Поймите,– с надеждой взывал к фарисеям учитель, – если человек не осознает глубины своего падения и, раскаявшись, не отречётся от грехов своих – то он не будет и помилован.
Вспомните Писание, ведь там прямо об этом говорится:
«И нечестивый, если отвратится от всех грехов его, которые совершил, и будет соблюдать все заповеди Мои и поступать по закону и справедливости, – жив будет, он не умрёт.
Все преступления его, что совершил он, не будут воспомянуты ему, справедливостью своей, которую творил, жив будет.
Разве Я хочу смерти нечестивого, – слово Йеговы Элохим! – а не того, чтобы обратился он oт путей своих и жив был?
А если отступит праведник от праведности своей и станет совершать несправедливость, делая все те гнусности, какие делает нечестивый? И будет он жив? Все благие дела его, которые он совершил, не будут воспомянуты. За вероломство его, с которым предал, и за грех его, которым согрешил, – за них умрёт».

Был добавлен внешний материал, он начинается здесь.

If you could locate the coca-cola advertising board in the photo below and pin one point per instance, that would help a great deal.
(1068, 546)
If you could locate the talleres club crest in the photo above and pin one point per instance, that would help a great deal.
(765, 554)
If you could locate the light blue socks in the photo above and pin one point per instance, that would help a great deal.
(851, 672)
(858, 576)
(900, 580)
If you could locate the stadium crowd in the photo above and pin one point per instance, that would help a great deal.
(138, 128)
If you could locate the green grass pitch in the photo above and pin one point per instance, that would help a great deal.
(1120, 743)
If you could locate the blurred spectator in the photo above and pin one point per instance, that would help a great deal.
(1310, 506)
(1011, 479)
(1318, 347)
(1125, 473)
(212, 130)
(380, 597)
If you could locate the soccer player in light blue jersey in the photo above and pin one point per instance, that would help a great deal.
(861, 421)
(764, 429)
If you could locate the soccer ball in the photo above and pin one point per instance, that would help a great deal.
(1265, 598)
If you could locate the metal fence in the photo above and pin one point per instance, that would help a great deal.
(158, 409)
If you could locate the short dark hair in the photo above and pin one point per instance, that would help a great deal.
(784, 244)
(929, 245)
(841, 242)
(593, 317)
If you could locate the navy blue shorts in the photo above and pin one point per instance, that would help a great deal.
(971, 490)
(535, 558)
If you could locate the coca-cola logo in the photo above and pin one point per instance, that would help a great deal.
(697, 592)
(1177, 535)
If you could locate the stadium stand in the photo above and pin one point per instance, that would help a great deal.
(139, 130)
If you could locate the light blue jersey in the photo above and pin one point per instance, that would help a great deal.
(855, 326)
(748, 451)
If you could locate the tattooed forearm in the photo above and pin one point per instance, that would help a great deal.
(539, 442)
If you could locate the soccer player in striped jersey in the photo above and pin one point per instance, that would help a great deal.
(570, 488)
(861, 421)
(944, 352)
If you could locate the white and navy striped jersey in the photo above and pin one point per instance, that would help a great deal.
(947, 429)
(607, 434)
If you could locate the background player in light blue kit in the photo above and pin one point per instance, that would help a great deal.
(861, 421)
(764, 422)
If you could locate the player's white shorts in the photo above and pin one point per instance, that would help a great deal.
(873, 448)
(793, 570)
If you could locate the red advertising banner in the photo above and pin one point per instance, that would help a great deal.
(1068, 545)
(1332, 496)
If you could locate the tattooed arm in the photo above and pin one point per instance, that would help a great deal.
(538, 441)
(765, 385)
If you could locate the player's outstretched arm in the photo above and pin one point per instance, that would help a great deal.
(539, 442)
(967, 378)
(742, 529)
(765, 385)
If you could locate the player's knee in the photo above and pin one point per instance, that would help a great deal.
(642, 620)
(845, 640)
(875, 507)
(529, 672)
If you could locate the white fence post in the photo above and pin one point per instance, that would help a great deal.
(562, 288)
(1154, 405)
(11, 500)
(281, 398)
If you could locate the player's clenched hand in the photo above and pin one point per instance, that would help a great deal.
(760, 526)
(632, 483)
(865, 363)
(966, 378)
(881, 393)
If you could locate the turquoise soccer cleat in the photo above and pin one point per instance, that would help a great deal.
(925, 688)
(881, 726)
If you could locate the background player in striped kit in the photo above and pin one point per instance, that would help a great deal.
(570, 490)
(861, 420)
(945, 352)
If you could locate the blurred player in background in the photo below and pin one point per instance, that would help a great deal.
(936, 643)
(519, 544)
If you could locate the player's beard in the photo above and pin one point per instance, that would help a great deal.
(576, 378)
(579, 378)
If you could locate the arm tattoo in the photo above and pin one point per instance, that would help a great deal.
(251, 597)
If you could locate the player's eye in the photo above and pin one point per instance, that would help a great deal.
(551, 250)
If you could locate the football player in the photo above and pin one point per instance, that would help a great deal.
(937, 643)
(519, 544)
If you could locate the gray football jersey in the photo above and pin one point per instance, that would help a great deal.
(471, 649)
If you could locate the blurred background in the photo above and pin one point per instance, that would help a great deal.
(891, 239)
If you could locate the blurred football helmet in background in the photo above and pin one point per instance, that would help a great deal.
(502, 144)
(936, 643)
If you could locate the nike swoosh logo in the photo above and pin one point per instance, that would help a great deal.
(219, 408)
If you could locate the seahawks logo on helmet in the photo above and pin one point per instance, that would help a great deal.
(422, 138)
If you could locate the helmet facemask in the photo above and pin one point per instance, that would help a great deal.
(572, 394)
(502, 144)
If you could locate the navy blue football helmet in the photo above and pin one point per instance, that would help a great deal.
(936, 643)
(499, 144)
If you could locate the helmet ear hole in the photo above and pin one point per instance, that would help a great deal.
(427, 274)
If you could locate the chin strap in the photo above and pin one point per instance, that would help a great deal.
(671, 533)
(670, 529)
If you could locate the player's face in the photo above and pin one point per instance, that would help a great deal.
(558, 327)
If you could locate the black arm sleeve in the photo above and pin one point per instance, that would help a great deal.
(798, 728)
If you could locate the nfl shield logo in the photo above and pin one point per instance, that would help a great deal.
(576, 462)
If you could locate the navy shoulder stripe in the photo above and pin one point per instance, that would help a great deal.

Истинно говорю вам, что многие мытари и блудницы предварят вас в Царствии Небесном. Ибо пришёл к вам Йоханан по пути праведности – и вы не поверили ему, а мытари и блудницы вверились словам его. Вы же, даже увидев, впоследствии не раскаялись.
Ведь он ни от кого не скрывал гласа своего – и его призыв был направлен ко всем. И люди, которых вы презираете, откликнувшись на зов покаяния, обретут спасение. Ибо они готовы признать нужду свою в этом.
Они, подобно вам, вначале упорствовали – но, задумавшись над жизнью своей и осознав её греховность, шли к Йоханану с покаянием. И это сделало их ближе к спасению.
Вы же устранились, посчитав, что вам не в чем себя упрекнуть. Посчитав, что вы уже в праве на спасение на основании родства с Авраамом. Но вы заблуждаетесь! Поскольку это от людей можно скрыть свои мысли и поступки – но только не от Отца Небесного! Ибо Он зрит в самое сердце – и для Него нет ничего неведомого или сокрытого.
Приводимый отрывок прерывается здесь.